Somewhere ahead lay the Valley of the Lost and a place called the Temple of the Soul. He had to find this place; it was up to him to bring the Wizard Darius to the Mindwalkers.
* * *
The voice was so weak and hoarse he nearly jumped from his skin. Turning, he saw Darius sway in his saddle, gloved hands reaching out to grasp the pommel. The movement came so quickly, the horse shied and pranced aside and very nearly lost its footing in the snow before he was able to tug at the lead line and pull him forward.
“Where is my staff?” Darius asked.
“Lost,” he answered. He had answered this question three times in as many weeks. “In the rubble of the Tower.”
“Can you hear it?” he asked, left hand slowly rising to disappear beneath his cowl. “Gods, Enmaleth, it’s so loud.”
“I’m afraid only you can hear it,” he said softly. In these moments of lucidity he often complained of the voices only he could hear and how they raged and shouted, each vying for his attention.

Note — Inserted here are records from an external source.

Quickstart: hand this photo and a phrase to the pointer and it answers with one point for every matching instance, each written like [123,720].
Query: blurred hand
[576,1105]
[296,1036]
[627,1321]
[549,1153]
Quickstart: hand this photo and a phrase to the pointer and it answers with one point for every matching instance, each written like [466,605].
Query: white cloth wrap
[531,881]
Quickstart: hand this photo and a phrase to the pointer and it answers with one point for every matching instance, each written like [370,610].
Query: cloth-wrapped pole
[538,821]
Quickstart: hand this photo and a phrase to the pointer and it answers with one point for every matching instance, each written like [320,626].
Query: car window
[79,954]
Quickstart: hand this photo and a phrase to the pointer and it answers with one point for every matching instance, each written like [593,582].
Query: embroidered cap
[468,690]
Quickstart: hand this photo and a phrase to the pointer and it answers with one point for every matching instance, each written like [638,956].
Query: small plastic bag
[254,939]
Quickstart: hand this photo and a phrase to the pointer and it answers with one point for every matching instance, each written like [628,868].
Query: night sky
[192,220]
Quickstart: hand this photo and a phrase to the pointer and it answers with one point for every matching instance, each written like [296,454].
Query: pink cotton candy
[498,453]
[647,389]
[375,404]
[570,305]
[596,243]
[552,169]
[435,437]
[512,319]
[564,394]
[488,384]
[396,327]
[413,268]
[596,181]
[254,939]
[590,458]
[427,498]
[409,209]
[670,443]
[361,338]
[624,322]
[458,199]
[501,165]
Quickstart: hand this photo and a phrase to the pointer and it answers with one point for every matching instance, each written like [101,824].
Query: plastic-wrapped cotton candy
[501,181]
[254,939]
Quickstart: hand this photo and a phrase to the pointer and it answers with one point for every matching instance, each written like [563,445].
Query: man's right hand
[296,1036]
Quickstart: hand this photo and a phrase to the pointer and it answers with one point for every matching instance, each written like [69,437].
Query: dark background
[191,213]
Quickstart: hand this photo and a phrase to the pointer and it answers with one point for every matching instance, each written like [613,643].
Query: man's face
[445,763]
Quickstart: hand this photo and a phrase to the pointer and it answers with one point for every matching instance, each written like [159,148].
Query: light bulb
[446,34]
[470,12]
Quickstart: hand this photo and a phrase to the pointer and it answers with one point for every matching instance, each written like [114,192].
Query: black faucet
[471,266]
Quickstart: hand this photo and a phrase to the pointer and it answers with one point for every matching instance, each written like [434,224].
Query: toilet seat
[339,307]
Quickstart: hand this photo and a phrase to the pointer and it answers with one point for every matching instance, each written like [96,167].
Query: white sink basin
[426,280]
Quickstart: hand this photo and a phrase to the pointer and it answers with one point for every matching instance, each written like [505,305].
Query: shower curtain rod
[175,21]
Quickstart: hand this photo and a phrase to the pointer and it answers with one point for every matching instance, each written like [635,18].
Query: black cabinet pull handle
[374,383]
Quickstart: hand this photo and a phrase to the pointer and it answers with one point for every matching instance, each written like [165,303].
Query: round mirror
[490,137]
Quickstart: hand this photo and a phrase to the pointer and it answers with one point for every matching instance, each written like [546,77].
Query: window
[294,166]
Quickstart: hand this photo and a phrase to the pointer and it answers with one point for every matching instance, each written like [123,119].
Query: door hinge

“Where are we?” he asked and the hand slowly lowered again to retake its death grip on the pommel.
“The Wasteland. We head for the place the Ancient told me about, in the mountains there.” He pointed to the mountains on the distant horizon. Never a good judge of distances, he had no idea how many more leagues stood between them and the mountains, had no idea where the entrance to their home even lay once he got there. In his mind he knew only the vision of the stark gray archway bereft of rune or image that lead through a mountain and, supposedly, to the Mindwalkers. How to find this place was a problem he left for later. Instead he simply concentrated on getting them to the mountains alive and intact.
“She’s following us,” Darius whispered. The icy cold surrounding them seemed to grip his heart and his horse tossed its head as it sensed the sudden shift in his mood to strong fear.
“Who?” he choked. “Who is following?” But it was too late. He could tell simply by the way his body shifted in the saddle that Darius was no longer there, that he had once again become lost in the tumult that raged through his mind. He imagined the voices the Wizard complained about had swallowed him again.
Scanning the land behind them, he tried to imagine who could possibly be following them. Darius had said ‘she’ and that left the possibility of Moira, whom he thought he had warded their presence against with his Magic, or perhaps the warrior woman Min who had recently traveled with them. Supposedly, the woman could sense Darius wherever he might be, but he had hoped his ward would shield her from sensing them as well. He could think of no one else who could be following them. Surely the Queen was gone, ripped from this existence as he had seen in the vision, swallowed by a massive portal she created from this world to the world of the Shadows.
Suddenly he had something new to fear out in the endless sea of white surrounding them and again found himself without alternatives for their protection beyond simple wards around the camp at night to give him some warning. He had no ability with Spirit and little with Air and so, could not extend his senses out across the land in search of the ‘she’ who followed. The wards he used to hide them from Magic were difficult enough without Spirit and he dared not try something so dangerous as projecting his mind ‘into the wind’ as it were and there seemed little chance Darius would wake enough to do so himself, so he put the matter from his mind for now.
Turning his horse he tugged at the lead lines and set them back on their course north.